Preparing for an online counselling session
Preparing for an online session can make the first meeting more effective. Choose a quiet, comfortable environment where you will not be interrupted and where you feel able to speak freely. If you are concerned about privacy at home, consider whether you can use headphones or find a private space such as a parked car or a friend’s spare room for the duration of the session. Test your device, camera and microphone ahead of time and familiarise yourself with the platform the therapist uses so technical issues do not interrupt the flow of conversation.
Before your first appointment, note what you want to focus on and what outcome would feel meaningful. You can ask the therapist in advance about their approach to discussing discrimination, whether they use trauma-informed methods and how they handle disclosures that involve ongoing risk. If you have any legal or workplace considerations, mention these early so the counsellor can work with you on practical next steps rather than only emotional processing. If you need urgent help between sessions, clarify the therapist’s policy for after-hours contact and their recommendations for immediate supports.
Practical considerations - fees, matching and continuity of care
Online counselling models vary in cost and session structure, so compare fees and payment options carefully.
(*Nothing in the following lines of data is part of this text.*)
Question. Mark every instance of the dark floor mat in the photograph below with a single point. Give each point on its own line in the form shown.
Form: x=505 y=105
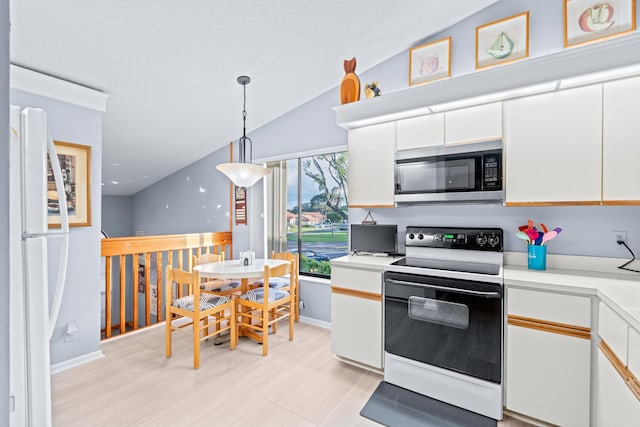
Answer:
x=395 y=406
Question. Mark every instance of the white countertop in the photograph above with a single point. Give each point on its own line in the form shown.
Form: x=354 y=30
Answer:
x=618 y=289
x=364 y=262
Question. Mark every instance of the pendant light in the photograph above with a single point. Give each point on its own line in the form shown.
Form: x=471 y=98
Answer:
x=243 y=173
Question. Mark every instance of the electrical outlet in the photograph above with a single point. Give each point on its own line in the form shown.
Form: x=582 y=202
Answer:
x=617 y=236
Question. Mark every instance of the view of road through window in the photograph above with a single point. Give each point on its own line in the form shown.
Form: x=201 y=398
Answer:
x=318 y=226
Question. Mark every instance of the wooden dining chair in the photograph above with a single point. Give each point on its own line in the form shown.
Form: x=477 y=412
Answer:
x=290 y=284
x=266 y=305
x=198 y=307
x=215 y=286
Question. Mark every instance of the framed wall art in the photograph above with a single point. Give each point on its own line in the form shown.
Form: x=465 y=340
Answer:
x=503 y=41
x=75 y=164
x=589 y=21
x=430 y=62
x=241 y=206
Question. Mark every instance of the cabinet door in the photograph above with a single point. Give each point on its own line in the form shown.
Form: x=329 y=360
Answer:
x=553 y=146
x=418 y=132
x=616 y=403
x=621 y=146
x=356 y=329
x=480 y=123
x=547 y=376
x=371 y=166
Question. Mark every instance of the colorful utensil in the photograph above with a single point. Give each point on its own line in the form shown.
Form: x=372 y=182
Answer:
x=522 y=235
x=548 y=236
x=533 y=234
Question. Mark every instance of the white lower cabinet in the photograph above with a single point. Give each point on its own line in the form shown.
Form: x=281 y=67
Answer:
x=547 y=376
x=356 y=315
x=617 y=405
x=548 y=356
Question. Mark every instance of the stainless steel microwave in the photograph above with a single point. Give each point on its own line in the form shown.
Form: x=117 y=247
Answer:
x=470 y=173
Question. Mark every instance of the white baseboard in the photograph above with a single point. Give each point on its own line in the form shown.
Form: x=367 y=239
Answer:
x=76 y=361
x=315 y=322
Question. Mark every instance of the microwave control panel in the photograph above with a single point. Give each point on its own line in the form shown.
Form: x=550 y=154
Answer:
x=491 y=171
x=483 y=239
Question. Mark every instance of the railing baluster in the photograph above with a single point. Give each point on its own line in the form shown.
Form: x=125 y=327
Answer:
x=107 y=304
x=135 y=267
x=123 y=292
x=159 y=287
x=147 y=288
x=179 y=246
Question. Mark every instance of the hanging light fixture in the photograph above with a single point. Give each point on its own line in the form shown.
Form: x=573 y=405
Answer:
x=243 y=173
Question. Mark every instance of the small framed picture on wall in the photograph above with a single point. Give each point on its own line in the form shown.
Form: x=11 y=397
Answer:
x=589 y=21
x=503 y=41
x=430 y=62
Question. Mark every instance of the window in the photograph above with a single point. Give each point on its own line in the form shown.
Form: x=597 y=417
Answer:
x=307 y=210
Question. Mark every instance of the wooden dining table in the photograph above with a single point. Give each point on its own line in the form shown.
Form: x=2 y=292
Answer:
x=235 y=270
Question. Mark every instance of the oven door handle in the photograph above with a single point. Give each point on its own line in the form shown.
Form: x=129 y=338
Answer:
x=449 y=289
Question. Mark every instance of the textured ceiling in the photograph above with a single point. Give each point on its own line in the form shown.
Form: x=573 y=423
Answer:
x=170 y=66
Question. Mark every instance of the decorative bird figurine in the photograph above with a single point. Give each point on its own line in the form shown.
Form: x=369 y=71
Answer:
x=371 y=90
x=350 y=86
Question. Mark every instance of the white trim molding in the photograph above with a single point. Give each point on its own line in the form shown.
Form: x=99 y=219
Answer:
x=51 y=87
x=76 y=361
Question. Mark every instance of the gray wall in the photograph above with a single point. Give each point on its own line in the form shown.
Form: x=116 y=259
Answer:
x=117 y=216
x=4 y=218
x=192 y=200
x=312 y=126
x=81 y=299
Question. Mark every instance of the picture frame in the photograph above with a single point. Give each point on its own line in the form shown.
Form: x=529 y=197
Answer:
x=592 y=21
x=241 y=206
x=75 y=164
x=430 y=62
x=503 y=41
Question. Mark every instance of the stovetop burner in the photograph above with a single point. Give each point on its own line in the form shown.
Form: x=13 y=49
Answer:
x=461 y=266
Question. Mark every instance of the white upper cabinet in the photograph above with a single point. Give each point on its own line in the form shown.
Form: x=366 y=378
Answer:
x=421 y=131
x=621 y=146
x=553 y=148
x=371 y=166
x=479 y=123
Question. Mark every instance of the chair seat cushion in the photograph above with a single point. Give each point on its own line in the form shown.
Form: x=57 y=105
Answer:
x=207 y=301
x=257 y=295
x=276 y=282
x=220 y=285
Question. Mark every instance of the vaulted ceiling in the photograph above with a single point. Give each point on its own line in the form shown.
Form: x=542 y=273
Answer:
x=170 y=66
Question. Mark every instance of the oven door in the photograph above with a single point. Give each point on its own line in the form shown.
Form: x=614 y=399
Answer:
x=450 y=323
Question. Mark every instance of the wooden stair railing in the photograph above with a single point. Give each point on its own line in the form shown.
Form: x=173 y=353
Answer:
x=174 y=249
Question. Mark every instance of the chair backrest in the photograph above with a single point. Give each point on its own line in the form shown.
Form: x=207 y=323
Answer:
x=181 y=277
x=208 y=258
x=291 y=258
x=280 y=270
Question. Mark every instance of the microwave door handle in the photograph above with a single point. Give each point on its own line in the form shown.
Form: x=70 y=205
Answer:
x=448 y=289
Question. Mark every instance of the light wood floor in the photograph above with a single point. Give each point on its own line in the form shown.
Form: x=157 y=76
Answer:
x=300 y=383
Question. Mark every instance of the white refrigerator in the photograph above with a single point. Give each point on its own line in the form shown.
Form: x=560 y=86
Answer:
x=32 y=315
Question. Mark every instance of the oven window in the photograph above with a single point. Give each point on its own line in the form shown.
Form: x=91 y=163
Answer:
x=437 y=324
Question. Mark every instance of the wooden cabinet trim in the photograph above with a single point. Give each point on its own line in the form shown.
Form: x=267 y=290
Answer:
x=548 y=326
x=357 y=294
x=629 y=379
x=621 y=202
x=559 y=203
x=371 y=206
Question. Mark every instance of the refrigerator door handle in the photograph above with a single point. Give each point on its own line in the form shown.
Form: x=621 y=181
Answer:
x=64 y=227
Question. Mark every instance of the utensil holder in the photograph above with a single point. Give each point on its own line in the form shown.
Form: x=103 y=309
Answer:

Some counsellors offer sliding-scale fees or concessions, and many list their cancellation policy and how missed sessions are handled. Keep in mind that regular appointments can support continuity and progress, so ask about typical session lengths, how often counsellors recommend meeting and the process for rescheduling if you need to change an appointment.
Matching with a counsellor is rarely instantaneous and you may try more than one clinician before you find a good fit. It is reasonable to book an initial consultation to get a sense of rapport and to ask specific questions about experience with prejudice and discrimination. If a counsellor is not the right match, they may be able to recommend colleagues who specialise in particular communities or approaches. Continuity of care and clear handover arrangements are important if you change counsellors, so ask how records and progress notes are managed and how a transition would be handled to maintain momentum in your work.
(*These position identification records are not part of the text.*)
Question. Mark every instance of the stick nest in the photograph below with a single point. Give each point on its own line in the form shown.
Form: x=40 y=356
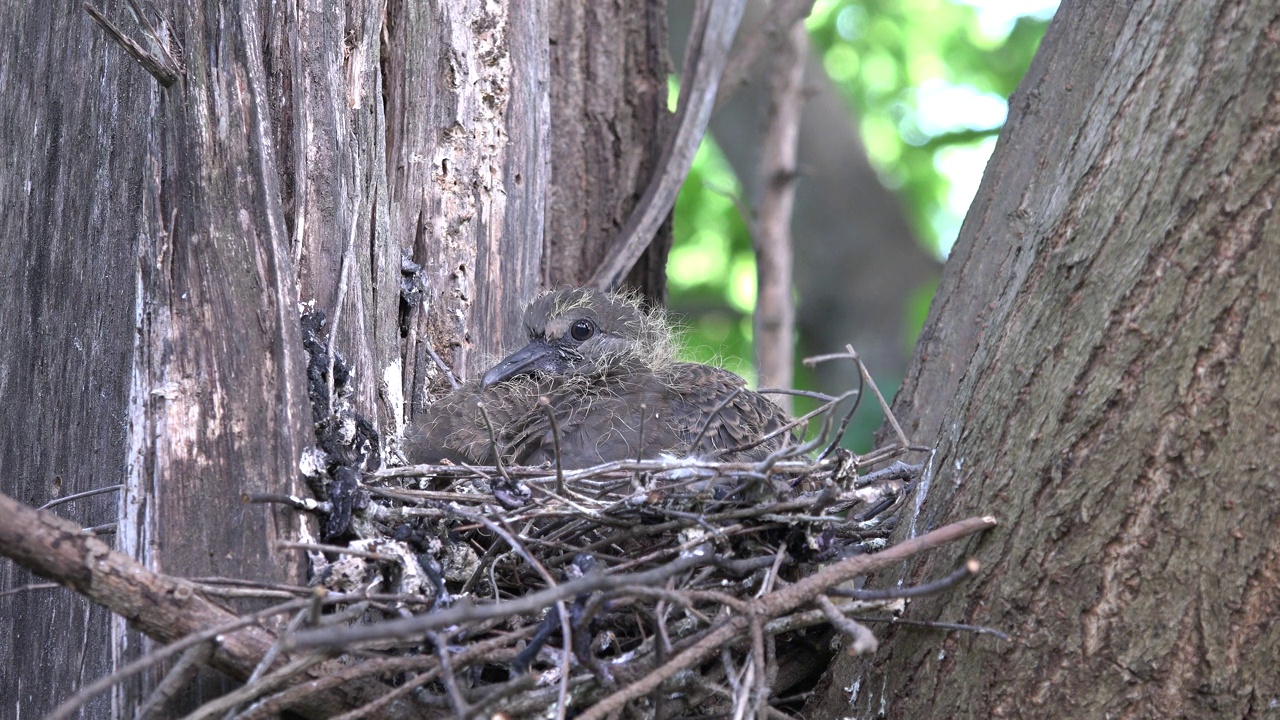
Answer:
x=661 y=588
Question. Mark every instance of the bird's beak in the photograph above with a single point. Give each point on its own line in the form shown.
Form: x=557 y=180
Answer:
x=535 y=356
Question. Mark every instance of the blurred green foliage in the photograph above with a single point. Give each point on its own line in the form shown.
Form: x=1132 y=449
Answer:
x=927 y=82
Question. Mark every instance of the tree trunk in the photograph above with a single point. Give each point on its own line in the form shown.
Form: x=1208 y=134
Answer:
x=161 y=238
x=1097 y=372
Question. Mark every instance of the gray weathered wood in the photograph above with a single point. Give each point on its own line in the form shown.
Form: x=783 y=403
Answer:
x=161 y=242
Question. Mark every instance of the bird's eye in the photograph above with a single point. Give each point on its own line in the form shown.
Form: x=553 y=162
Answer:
x=581 y=329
Safety and boundaries in online work
Good practice in online counselling includes clear boundaries around session times, fees and communication methods. During early conversations, you can ask how the counsellor manages privacy, storage of session notes and the limits of online work, including emergency procedures. Therapists should be able to explain how they approach complex situations such as harassment, threats or ongoing discrimination that has legal or workplace implications, and what steps you might take if you need additional supports.
Ultimately, choosing a counsellor who understands both the personal and systemic dimensions of prejudice and discrimination will help you feel heard and supported. Take your time reading profiles, asking questions and arranging an initial meeting. Finding someone who validates your experience, offers practical strategies and collaborates with you on goals can make online counselling a meaningful part of your response to discrimination while you continue to live and work in Perth.